The display is open to the public.
The Student Veterans of America Club is sponsoring the visit and members of the Rome Exchange Club have volunteered to present and hold information sessions.
The exhibit belongs to the Exchange Club of Rome and was constructed entirely in Rome by The Phillip Burkhalter Builders. Local Rome artist Chuck Schmult created the artwork, both the sculpturing and painting, to make it appear as marble.
The replica is 50 percent the size of the real one in every respect.
The exhibit has been shown to 10,215 people including students, veterans and church groups, including a tour throughout the country at the Eisenhower Museum in Kansas, as well as in Alabama, Colorado, Nevada, Florida, and Tennessee.
The replica is based on the Tomb of the Unknown Soldier which is a monument dedicated to American service members who have died without their remains being identified. The bodies of many American soldiers killed in World War I could not be identified. To honor them, the remains of one soldier was brought to the U.S. Capitol to lie in state, and on Armistice Day of 1921, it was ceremoniously buried in Arlington National Cemetery.

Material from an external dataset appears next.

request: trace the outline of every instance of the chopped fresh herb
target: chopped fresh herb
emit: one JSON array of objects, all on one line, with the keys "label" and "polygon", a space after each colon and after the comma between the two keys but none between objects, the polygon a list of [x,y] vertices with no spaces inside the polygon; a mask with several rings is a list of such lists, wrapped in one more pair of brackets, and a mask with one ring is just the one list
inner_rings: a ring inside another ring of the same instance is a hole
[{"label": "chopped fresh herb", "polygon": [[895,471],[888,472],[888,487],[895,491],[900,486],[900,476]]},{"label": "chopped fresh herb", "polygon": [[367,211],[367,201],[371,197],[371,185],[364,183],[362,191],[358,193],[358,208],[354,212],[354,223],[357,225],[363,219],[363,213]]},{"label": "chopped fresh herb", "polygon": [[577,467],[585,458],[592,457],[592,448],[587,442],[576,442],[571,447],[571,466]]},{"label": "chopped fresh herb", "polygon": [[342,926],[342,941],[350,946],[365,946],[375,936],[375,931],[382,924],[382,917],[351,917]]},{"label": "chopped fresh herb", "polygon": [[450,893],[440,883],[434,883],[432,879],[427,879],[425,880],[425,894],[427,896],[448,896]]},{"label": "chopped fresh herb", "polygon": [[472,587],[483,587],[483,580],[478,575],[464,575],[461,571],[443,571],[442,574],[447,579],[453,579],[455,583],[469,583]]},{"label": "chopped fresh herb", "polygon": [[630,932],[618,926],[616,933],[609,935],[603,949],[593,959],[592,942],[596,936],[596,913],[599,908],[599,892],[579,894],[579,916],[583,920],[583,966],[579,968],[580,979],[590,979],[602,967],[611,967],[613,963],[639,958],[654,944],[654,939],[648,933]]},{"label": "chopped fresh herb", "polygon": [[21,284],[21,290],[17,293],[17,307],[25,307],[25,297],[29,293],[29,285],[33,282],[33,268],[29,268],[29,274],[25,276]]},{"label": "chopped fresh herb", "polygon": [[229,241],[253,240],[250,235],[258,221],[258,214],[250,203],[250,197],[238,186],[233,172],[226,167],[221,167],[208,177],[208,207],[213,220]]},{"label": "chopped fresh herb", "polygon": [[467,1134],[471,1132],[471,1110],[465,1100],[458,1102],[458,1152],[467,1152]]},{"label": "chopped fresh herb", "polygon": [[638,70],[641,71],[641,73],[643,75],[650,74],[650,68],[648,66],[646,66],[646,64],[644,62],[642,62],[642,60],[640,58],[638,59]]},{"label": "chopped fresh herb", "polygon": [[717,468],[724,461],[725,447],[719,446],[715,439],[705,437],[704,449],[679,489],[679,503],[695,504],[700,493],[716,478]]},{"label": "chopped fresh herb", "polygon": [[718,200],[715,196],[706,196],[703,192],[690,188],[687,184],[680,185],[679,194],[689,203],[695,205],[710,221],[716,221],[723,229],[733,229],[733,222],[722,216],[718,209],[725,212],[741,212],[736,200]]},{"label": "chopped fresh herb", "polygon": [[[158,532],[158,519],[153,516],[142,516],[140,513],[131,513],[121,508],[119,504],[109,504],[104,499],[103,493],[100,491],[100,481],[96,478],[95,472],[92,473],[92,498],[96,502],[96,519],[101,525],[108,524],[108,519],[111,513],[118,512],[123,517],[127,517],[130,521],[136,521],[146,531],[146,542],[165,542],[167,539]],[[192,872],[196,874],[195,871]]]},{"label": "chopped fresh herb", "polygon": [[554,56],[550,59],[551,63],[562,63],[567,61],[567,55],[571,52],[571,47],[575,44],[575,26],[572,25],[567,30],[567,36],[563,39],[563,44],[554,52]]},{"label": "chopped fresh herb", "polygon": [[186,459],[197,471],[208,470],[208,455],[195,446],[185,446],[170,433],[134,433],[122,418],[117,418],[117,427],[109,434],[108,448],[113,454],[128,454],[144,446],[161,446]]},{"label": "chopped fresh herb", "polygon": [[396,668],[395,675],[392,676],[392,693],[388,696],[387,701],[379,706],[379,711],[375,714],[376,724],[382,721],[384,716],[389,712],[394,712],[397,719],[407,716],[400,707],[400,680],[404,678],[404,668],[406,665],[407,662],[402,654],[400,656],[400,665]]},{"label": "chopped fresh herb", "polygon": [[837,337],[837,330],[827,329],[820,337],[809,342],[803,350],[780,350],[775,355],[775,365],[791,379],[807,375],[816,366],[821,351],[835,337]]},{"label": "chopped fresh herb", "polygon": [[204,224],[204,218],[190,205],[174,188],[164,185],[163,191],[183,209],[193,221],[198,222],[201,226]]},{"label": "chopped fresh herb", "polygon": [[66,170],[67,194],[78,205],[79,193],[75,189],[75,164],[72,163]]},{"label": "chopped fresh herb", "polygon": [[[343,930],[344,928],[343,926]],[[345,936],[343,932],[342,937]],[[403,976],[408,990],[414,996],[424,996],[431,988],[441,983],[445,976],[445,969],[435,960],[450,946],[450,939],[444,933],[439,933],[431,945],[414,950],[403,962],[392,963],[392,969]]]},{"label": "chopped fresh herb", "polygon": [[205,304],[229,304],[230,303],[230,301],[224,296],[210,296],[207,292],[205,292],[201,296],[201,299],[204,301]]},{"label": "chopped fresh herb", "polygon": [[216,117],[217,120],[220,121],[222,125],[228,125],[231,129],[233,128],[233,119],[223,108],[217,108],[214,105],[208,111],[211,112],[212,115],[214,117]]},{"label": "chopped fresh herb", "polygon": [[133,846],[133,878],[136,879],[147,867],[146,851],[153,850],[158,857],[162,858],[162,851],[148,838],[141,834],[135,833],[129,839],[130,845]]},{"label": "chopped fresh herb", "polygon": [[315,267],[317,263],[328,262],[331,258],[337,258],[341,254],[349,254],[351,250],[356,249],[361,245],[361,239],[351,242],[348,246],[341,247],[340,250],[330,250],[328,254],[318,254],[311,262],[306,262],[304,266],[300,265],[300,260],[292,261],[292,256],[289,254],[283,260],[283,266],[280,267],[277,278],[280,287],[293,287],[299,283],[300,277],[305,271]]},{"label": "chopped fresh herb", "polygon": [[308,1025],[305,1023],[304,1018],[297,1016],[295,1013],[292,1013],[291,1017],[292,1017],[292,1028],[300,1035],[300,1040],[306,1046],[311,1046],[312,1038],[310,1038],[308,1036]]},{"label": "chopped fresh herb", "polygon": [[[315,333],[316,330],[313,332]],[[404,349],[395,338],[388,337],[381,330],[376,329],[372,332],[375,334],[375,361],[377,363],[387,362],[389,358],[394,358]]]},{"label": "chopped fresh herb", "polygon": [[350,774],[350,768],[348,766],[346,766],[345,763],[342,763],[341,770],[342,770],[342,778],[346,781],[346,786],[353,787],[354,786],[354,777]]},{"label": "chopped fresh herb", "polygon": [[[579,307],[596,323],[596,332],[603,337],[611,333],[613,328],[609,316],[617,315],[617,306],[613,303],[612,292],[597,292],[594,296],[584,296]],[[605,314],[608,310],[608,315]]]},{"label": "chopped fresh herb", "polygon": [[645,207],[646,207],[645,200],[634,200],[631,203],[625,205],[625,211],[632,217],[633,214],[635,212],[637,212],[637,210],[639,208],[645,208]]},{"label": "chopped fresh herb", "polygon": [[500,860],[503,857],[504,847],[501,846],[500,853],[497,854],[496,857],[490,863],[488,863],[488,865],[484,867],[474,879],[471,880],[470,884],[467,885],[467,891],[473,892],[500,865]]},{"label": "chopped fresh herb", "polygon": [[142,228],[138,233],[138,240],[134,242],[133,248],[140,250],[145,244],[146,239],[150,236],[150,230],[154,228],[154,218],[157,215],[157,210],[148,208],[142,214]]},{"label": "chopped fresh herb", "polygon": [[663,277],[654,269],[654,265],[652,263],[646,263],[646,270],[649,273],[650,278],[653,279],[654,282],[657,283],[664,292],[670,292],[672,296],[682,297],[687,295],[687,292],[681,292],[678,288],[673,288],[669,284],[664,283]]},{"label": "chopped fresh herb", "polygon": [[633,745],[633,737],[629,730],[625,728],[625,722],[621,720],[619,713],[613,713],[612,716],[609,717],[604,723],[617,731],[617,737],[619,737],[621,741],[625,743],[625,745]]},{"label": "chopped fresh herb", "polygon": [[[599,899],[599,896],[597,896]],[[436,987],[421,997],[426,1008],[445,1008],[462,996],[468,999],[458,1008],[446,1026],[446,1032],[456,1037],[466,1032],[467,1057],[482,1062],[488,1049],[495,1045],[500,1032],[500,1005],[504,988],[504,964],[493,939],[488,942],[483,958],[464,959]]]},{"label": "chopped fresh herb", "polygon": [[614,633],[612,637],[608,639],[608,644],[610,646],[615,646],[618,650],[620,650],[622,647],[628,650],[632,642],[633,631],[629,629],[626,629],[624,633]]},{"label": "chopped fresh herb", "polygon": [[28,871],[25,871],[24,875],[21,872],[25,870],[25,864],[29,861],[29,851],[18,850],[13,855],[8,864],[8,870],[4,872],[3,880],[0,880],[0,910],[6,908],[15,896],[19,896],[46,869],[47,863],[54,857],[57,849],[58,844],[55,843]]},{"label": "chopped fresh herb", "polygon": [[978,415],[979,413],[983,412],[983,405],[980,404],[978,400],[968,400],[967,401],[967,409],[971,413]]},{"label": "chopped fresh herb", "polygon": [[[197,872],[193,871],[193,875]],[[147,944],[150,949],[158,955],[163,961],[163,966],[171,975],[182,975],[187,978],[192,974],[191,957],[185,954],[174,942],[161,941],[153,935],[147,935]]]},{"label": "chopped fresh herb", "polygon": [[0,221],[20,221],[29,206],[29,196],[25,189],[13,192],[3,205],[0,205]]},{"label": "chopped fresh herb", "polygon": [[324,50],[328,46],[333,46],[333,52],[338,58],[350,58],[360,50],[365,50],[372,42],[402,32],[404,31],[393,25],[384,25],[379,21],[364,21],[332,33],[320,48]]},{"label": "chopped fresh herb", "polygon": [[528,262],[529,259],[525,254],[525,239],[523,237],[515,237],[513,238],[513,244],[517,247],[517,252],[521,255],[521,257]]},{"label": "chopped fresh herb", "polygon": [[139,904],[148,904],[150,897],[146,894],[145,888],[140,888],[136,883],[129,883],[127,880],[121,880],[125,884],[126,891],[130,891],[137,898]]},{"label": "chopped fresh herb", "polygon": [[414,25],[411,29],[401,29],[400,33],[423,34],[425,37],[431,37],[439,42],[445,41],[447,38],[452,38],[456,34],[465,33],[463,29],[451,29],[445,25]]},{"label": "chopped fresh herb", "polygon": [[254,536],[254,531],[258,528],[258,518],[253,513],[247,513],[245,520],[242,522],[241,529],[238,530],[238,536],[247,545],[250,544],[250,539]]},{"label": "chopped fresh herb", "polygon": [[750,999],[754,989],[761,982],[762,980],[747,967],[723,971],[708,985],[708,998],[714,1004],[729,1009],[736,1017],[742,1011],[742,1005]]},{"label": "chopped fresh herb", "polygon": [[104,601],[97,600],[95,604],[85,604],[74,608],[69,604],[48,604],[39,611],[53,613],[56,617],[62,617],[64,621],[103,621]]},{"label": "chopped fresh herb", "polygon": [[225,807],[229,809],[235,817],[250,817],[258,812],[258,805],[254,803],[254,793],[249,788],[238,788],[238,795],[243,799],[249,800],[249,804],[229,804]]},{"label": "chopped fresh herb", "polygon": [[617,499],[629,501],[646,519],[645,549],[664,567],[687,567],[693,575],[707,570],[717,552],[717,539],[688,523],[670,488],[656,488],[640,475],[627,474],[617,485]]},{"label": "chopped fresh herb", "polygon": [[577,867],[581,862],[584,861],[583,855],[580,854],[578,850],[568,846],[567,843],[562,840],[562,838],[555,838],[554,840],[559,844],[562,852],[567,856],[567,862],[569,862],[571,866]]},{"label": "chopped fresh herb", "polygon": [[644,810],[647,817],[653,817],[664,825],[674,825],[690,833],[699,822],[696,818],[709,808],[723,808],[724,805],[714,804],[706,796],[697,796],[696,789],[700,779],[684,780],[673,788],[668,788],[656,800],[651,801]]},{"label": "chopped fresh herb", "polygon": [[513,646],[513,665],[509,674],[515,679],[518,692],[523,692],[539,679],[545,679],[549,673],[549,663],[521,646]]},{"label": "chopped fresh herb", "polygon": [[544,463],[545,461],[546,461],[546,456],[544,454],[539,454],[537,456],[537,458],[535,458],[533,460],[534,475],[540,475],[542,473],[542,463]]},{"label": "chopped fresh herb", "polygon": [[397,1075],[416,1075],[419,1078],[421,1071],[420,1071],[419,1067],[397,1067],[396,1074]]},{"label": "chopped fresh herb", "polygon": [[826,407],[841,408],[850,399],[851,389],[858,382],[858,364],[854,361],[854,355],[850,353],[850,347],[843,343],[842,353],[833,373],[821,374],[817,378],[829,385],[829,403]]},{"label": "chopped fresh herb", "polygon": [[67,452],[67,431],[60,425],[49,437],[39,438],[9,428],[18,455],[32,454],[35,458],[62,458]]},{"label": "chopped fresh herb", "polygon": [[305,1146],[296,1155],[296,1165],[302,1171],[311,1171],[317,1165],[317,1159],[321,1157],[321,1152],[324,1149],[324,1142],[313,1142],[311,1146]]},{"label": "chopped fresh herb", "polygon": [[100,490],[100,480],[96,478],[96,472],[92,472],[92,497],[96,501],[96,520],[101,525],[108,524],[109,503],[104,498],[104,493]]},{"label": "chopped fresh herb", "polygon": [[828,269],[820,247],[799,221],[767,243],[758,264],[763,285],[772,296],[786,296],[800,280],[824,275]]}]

The tomb bears the inscription “HERE RESTS IN HONORED GLORY AN AMERICAN SOLDIER KNOWN BUT TO GOD.” Congress later directed that an “Unknown American” from subsequent wars – World War II, Korea, and Vietnam – be similarly honored. Located just behind the tomb are the three crypts that hold the remains of the World War II and the Korean War. The third crypt is now empty with the identification of the Vietnam War service member in 1998.